Dass die Öffentlichkeit nun Kenntnis von den Ermittlungsverfahren gegen KSK-Soldaten erhält, ist der Bundestagsabgeordneten Martina Renner zu verdanken. Die stellvertretende Parteivorsitzende der Linken, die unter anderem Obfrau ihrer Fraktion im Parlamentarischen Untersuchungsausschuss zum Anschlag auf dem Berliner Breitscheidplatz ist, hatte sich bei der Bundesregierung mit einer „Mündlichen Frage“ zur Anzahl der Verfahren gegen Angehörige des Kommandos erkundigt.

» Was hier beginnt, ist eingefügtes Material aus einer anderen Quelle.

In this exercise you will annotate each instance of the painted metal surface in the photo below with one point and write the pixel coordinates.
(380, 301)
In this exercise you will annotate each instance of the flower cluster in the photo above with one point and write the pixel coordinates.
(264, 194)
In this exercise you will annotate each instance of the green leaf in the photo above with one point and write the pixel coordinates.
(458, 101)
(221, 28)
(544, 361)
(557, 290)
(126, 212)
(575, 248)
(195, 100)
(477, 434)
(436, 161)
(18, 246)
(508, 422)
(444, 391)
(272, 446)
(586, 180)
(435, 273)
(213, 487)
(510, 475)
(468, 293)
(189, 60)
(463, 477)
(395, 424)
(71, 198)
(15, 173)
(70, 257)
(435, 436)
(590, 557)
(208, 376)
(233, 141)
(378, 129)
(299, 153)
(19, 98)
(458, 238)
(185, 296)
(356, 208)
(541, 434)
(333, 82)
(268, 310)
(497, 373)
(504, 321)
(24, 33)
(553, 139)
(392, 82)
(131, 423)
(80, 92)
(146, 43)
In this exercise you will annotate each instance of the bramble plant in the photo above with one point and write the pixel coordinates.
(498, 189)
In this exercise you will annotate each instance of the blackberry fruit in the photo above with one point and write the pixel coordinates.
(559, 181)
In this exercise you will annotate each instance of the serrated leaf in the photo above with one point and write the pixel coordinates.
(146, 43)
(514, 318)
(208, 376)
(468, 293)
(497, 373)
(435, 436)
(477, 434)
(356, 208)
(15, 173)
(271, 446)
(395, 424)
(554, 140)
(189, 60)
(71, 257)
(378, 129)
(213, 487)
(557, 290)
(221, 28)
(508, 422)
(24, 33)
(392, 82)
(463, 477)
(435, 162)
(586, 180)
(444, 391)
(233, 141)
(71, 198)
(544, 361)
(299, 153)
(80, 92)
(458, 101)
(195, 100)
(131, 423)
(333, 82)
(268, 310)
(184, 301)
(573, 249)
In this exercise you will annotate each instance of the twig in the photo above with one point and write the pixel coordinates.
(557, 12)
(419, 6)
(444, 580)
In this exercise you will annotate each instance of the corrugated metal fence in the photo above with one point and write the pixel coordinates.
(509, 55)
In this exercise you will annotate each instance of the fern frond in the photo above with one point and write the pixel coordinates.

Ihre Frage beantwortete am vergangenen Mittwoch (28. November) in der Fragestunde der 67. Sitzung des Deutschen Bundestages Thomas Silberhorn, Parlamentarischer Staatssekretär bei der Bundesministerin der Verteidigung. Er gab zu Protokoll: „Nach Kenntnis der Bundesregierung werden derzeit gegen dem Kommando Spezialkräfte angehörende […] Soldaten insgesamt sechs Ermittlungsverfahren geführt.“

Der Großverband „Kommando Spezialkräfte“ untersteht truppendienstlich der Division Schnelle Kräfte, die ihren Sitz im hessischen Stadtallendorf hat. Die KSK-Einsatzschwerpunkte sind unter anderem Aufklärung, Terrorismusbekämpfung, Rettung, Evakuierung und Bergung, Kommandokriegsführung und Militärberatung (die Spezialeinheit, die wie ihre Operationen einer besonderen militärischen Geheimhaltung unterliegt, ist in der Vergangenheit bereits des Öfteren in die Negativschlagzeilen geraten – siehe unseren Beitrag vom 17. August 2017).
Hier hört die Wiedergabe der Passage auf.